Open James4Ever0 opened 1 year ago
Maybe I didn't got your thoughts, but in train.py, the default config is creating new RWKV model rather than loading from existing model.
To training using your own dataset, You can just start with here
python train.py --load_model "" --wandb "" --proj_dir "out" \
--data_file "./enwik8" --data_type "utf-8" --vocab_size 0 \
--ctx_len 512 --epoch_steps 5000 --epoch_count 500 --epoch_begin 0 --epoch_save 5 \
--micro_bsz 12 --n_layer 6 --n_embd 512 --pre_ffn 0 --head_qk 0 \
--lr_init 8e-4 --lr_final 1e-5 --warmup_steps 0 --beta1 0.9 --beta2 0.99 --adam_eps 1e-8 \
--accelerator gpu --devices 1 --precision bf16 --strategy ddp_find_unused_parameters_false --grad_cp 0
I saw some code under RWKV-LM/RWKV-v4neo/src/model.py which requires CUDA to create RWKV model.

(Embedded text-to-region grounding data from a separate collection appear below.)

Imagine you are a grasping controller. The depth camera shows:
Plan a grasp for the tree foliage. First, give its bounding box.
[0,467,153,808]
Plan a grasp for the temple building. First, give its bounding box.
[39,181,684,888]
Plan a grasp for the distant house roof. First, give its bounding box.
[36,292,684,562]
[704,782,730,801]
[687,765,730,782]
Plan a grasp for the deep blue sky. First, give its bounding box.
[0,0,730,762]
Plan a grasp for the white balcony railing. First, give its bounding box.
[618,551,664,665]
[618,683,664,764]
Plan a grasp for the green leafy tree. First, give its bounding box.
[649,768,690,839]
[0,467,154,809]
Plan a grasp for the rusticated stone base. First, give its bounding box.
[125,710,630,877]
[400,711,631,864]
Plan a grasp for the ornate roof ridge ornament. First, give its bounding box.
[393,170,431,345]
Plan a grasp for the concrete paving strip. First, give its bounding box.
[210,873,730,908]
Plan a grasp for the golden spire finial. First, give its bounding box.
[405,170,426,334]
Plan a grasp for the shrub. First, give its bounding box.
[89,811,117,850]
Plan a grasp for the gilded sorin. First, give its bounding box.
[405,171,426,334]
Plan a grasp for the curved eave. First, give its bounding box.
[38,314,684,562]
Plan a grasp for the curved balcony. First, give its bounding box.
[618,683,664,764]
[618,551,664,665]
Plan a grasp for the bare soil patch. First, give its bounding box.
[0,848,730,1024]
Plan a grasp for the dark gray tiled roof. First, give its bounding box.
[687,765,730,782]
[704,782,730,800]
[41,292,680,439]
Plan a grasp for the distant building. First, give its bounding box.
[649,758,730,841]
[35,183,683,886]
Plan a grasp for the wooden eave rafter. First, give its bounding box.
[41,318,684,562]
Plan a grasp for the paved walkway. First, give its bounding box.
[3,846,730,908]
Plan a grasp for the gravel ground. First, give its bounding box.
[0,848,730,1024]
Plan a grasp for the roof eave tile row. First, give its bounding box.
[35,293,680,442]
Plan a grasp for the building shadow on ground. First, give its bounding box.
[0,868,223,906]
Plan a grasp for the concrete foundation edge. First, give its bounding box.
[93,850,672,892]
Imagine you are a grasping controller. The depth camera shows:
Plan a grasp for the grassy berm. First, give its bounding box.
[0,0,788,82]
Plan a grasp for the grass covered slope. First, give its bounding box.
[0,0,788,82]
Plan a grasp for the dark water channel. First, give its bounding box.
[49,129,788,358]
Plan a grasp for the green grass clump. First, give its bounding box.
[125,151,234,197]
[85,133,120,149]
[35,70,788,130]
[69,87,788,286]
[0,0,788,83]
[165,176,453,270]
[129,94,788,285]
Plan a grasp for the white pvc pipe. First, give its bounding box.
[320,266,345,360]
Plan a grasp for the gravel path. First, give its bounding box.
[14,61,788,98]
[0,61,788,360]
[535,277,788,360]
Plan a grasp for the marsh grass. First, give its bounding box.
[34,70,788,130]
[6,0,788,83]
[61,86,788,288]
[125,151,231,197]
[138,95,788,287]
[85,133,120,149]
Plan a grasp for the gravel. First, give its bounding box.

I want to change the code by replacing the first embedding layer with a linear layer to fit my needs.
The code of
rwkv.model.RWKV
only allows me to load from existing model weights.I want to know where or how I can create a new RWKV model from config, not from existing model weights, also how do I change the first layer of the model?